透过一百多年的世界历史风云,我们清楚看到马克思主义冷峻的理论穿透力和强大的理论解释力。20世纪是一个飞速发展、又风云变幻的时代:人类经历了科学技术日新月异的进步,但同时又亲眼目睹了技术理性背景下两次世界大战的浩劫、核武器的阴云和此起彼伏的恐怖主义、区域性战争、宗教冲突和各种非传统安全;人类的物质生存条件得到了极大的改善,分享着数字化生存的便利,但又饱受经济大萧条、亚洲金融危机、世界金融危机的折磨;人类终于结束了冷战,开启了竞争性共存条件下“和平与发展”的时代主题,但又摆脱不了经济全球化背景下和世界体系中“发达”与“不发达”之间的不平等和对立冲突。
在这百年历史风云中,马克思主义不仅从理论变为现实,推动社会主义在实践中获得巨大发展,并极大地影响了资本主义的历史进程,展示出强大的理论生命力。20世纪并不缺乏理论和思想,在不同的时期,我们没少见到各种理论和思潮开出的“历史药方”。但是,它们或昙花一现,或风靡一时,没有哪一种理论像马克思主义那样,始终是世界思想界难以回避的强大“磁场”。回顾20世纪历史,不难发现:每当人类社会发展面临重大问题或面临重大转折时,马克思主义的理论都会引起人们格外的关注,都会以新的方式重新出场。近两年全球性金融危机的爆发,再一次印证了这一点。
透过中国特色社会主义实践的成功范例,我们清楚地看到马克思主义同具体社会实践有机结合所焕发的旺盛的理论创新力和强大的实践影响力。过去一个世纪,中国经历了从积贫积弱、任人宰割的涣散状态,到新中国的成立、改革开放的成就、应对全球金融危机的成功的独特轨迹。在这些成功和奇迹的背后,有一个重要的因素我们无论如何不能忘却,这就是:中国共产党在自己近90年的风雨历程中,一直重视用先进的理论来武装和指导我们的事业。在党成立初期还非常弱小的时候,陈望道、郭大力、王亚南等一批党员和知识分子义无反顾地选择了马克思主义,甚至冒着生命危险翻译了《共产党宣言》和《资本论》;刚结束长征不久,中央就在延安成立了马列学院,组织翻译马恩列著作;新中国成立前夕,毛泽东、周恩来同志在国家百废待兴之时,就决定成立专门的编译局来翻译马克思恩格斯著作。经过中央编译局几代翻译家、理论家的辛勤努力,中国已经成为世界上翻译出版马克思主义著作最多的国家。这种系统的编译和研究,为我们党的理论创新提供了源源不断的思想资源、理论基础、源头活水。

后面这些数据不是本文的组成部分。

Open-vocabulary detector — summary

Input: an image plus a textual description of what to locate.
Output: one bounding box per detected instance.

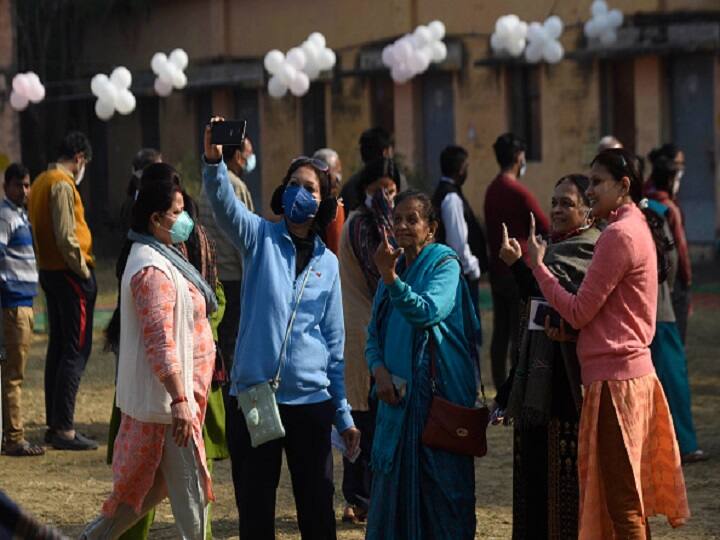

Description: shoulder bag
[422,331,490,457]
[237,266,312,448]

特别需要指出的是,我们党在思想理论建设方面的成功经验在于:我们所做的不是对马克思主义经典作家只言片语或某一部著作的编译和评介,而是系统的编译和研究,这样可以防止和避免功利主义地选取马克思恩格斯的某一种表述,或者教条主义地固守某个结论,能够使我们结合马克思主义经典著作产生的历史背景和针对性,真正全面地把握马克思恩格斯的基本立场和观点方法。正因为如此,我们没有停留于马克思主义的一般观点和结论上,而是卓有成效地推动了马克思主义的中国化,形成了中国化的马克思主义、中国特色社会主义。在我们党所领导的中华民族各项伟大事业中,我们一直都看到一种理论的力量和思想的力量。

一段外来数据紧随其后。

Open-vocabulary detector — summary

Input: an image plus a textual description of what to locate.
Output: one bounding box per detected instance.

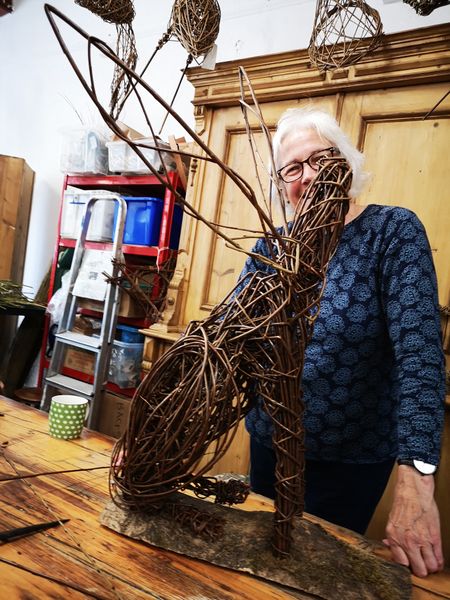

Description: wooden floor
[0,398,450,600]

新形势下推动马克思主义理论创新的任务更为艰巨,必须直面日益复杂的世界变局,切中快速发展的中国现实,在更宽阔的视阈中多向度地展示马克思主义的理论力量和现实意义。穿透百年世界历史风云,总结中国实践成功经验,不仅进一步提升了我们对马克思主义的理论逻辑和思想力量的信心,也为我们昭示出在新的历史时期继续坚持推动马克思主义理论创新的正确路径。马克思主义的理论力量和现实价值不是现成给定的和一劳永逸的,我们必须在更为复杂的社会历史条件下,在更为广阔的地平线上延续它的理论逻辑,彰显它的思想力量。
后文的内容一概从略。